Closed fgergvdsvgsdh closed 2 years ago
I was curious to know if there a way to make sure that everytime I run Bertopic, I get the same topics/results? Also, if it produces different results each time it is run,with the count of different topics differing each time, how do we know it is giving accurate results?
Thanks in advance.
@cb-pratibhasaha
I was curious to know if there a way to make sure that everytime I run Bertopic, I get the same topics/results?
The underlying dimensionality reduction algorithm, UMAP, is stochastic which results in different results each run. You can find more about that here and how to get the same results each time.
Also, if it produces different results each time it is run,with the count of different topics differing each time, how do we know it is giving accurate results?

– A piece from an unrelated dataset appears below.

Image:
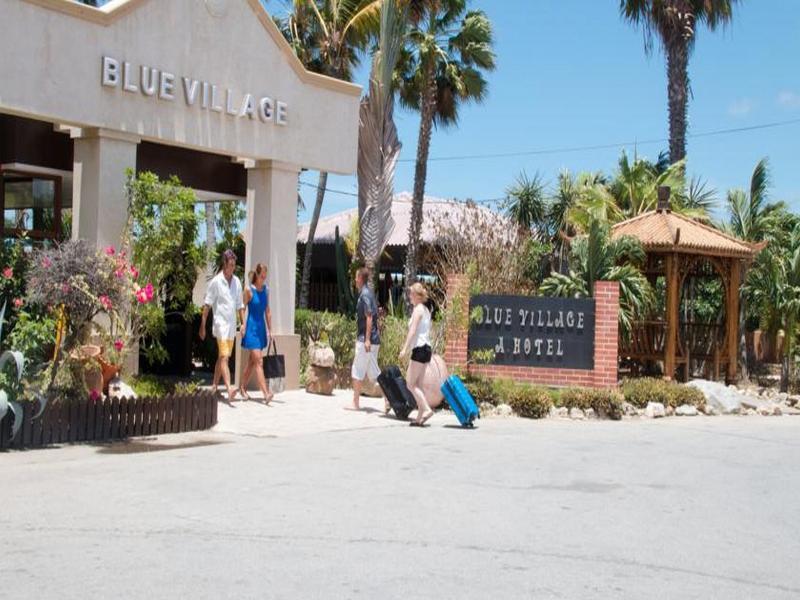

That depends on your definition of "accurate". Seeing as topic modeling can be quite subjective, it really depends on your use case, your evaluation metrics, the stakeholders involved etc. From an algorithmic perspective, you can still set a random_state
in UMAP which is similar to what you can do in many other algorithms.
Thank you for the response @MaartenGr. I used the following code and set the random state to specific number yet it gives a different result every time I run :
from bertopic import BERTopic from sklearn.cluster import KMeans from umap import UMAP from hdbscan import HDBSCAN cluster_model = KMeans(n_clusters=150) umap_model = UMAP(random_state=42) topic_model = BERTopic(hdbscan_model=cluster_model, vectorizer_model = vectorizer_model_cb, umap_model = umapmodel) topics , = topic_model.fit_transform(text)
Do let me know your thoughts. Again, thank you for the response.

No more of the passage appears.